Clinical Outcomes of Femtosecond Laser Presbyopia Treatment in Monofocal IOLs

Perfect Lens, LLC

Status

Completed

Conditions

Presbyopia

Treatments

Device: Perfector

Study type

Interventional

Funder types

Industry

Identifiers

NCT07384182

PL-RISO1

Details and patient eligibility

About

This study aimed to assess the safety and efficacy of treating presbyopia in eyes implanted with a mono focal IOL using a low-energy femtosecond laser.

Full description

An investigative device built by Perfect Lens was used to adjust an implanted IOL in 38 eyes.

The device uses a femtosecond laser, a scanner, and an OCT. Each patient was presbyopic pre-treatment. The primary endpoint for the treatment was to create near vision in the treated eye without sacrificing the existing far vision. The first patient was treated in October 2023 and the last patient was treated in July 2024. The last patient visit was in November 2024.

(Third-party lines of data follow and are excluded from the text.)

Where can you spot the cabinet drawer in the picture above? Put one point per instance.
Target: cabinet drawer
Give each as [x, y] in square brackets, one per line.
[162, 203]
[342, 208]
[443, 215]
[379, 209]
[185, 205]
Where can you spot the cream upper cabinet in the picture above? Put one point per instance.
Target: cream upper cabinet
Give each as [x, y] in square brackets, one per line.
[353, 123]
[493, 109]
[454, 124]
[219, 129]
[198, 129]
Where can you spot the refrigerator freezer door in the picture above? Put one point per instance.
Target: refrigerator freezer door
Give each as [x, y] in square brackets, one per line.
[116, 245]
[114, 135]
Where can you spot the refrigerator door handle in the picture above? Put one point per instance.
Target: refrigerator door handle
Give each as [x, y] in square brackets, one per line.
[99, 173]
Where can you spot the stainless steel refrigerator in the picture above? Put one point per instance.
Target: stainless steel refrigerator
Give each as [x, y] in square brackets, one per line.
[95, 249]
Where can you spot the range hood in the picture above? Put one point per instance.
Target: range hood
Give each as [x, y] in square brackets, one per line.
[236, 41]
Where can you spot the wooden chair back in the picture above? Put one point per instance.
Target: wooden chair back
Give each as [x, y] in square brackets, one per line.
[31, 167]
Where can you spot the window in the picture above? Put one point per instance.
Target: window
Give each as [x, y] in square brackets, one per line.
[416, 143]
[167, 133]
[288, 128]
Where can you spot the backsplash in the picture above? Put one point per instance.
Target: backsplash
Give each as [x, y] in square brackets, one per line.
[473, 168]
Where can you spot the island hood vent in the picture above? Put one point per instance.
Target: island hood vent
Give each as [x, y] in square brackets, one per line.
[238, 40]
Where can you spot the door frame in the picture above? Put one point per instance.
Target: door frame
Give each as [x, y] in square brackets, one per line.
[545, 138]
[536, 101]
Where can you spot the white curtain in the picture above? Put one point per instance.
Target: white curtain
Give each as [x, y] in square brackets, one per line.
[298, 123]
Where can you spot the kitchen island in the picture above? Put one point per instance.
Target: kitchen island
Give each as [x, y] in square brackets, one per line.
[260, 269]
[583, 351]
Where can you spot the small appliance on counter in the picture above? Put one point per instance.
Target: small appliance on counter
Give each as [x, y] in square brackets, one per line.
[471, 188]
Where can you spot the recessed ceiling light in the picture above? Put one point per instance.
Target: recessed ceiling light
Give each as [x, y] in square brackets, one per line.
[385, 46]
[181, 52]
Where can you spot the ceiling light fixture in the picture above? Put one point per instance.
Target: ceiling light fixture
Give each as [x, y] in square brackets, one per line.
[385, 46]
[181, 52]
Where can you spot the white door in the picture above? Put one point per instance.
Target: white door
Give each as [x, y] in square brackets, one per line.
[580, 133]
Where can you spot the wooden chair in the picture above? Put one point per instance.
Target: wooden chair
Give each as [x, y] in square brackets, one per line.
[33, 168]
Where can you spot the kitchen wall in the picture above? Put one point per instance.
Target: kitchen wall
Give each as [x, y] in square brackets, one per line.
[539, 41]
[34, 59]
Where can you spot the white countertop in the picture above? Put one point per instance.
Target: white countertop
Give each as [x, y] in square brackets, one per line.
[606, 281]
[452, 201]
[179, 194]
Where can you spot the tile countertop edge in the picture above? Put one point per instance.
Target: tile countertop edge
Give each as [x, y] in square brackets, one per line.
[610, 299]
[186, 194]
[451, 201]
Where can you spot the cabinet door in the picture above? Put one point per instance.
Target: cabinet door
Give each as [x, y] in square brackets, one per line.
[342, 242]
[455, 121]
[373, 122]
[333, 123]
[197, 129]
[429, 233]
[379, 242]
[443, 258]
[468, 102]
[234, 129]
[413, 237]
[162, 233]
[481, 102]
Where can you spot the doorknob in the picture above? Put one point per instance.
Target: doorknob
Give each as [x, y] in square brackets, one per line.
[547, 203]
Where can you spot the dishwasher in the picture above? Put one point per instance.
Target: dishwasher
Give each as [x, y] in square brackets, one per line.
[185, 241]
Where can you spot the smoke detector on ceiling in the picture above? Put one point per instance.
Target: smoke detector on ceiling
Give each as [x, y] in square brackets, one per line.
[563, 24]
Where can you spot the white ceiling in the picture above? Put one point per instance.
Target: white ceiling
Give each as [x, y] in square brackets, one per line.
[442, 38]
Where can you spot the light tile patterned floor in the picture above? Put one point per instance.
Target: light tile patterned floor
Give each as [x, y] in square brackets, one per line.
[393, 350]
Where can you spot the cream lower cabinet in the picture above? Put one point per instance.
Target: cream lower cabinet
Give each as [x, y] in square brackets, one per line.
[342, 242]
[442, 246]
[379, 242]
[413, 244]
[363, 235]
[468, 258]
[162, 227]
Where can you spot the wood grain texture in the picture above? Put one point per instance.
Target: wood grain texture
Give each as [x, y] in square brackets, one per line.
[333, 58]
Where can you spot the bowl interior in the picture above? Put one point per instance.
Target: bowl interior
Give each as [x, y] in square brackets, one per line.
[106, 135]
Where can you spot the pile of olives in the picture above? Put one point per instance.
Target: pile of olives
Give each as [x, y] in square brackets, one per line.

The patients were examined at 7 days, 30 days and 90 days after treatment.

Enrollment

19 patients

Sex

All

Volunteers

Accepts Healthy Volunteers

Inclusion criteria

Ability to understand study requirements, follow study instructions and to return for required study follow-up visits as confirmed by provision of written informed consent;
Subject has undergone cataract surgery and has had a monofocal lens implanted in both eyes;
Subject has no significant residual visual issues which the Investigator believes would make the patient ill suited for the Treatment.; and
Both eyes have CDVA vision of 20/25 or better at 4m.

Exclusion criteria

Subjects not able to complete the informed consent form;
Clinically significant corneal abnormalities including corneal dystrophy (e.g., epithelial, stromal, or endothelial dystrophy), inflammation, keratitis, keratoconjunctivitis, keratouveitis, keratopathy, keratectasia or edema per the Investigator's expert medical opinion;
Previous corneal surgery;
Previous refractive surgery or proposed refractive surgery procedures throughout the entire duration of the subjects' participation in the clinical study (including, but not limited to LASIK, astigmatic keratotomy and limbal relaxing incisions);
History of or current retinal conditions or predisposition to retinal conditions including retinal detachment, diabetic retinopathy, age related macular degeneration which are assessed to by investigator to confound outcomes;
Amblyopia;
History of or current anterior or posterior segment inflammation of any etiology, or any disease-producing an inflammatory reaction in the eye (e.g., iritis or uveitis);
Optic nerve atrophy;
Iris neovascularization;
Subjects with diagnosed degenerative eye disorders (e.g., macular degeneration or other retinal disorders);
Uncontrolled glaucoma;
Any subject currently participating in another investigational drug or device studies; and
Any subject disqualified by the Principal Investigator or Medical Monitor for any ocular issue.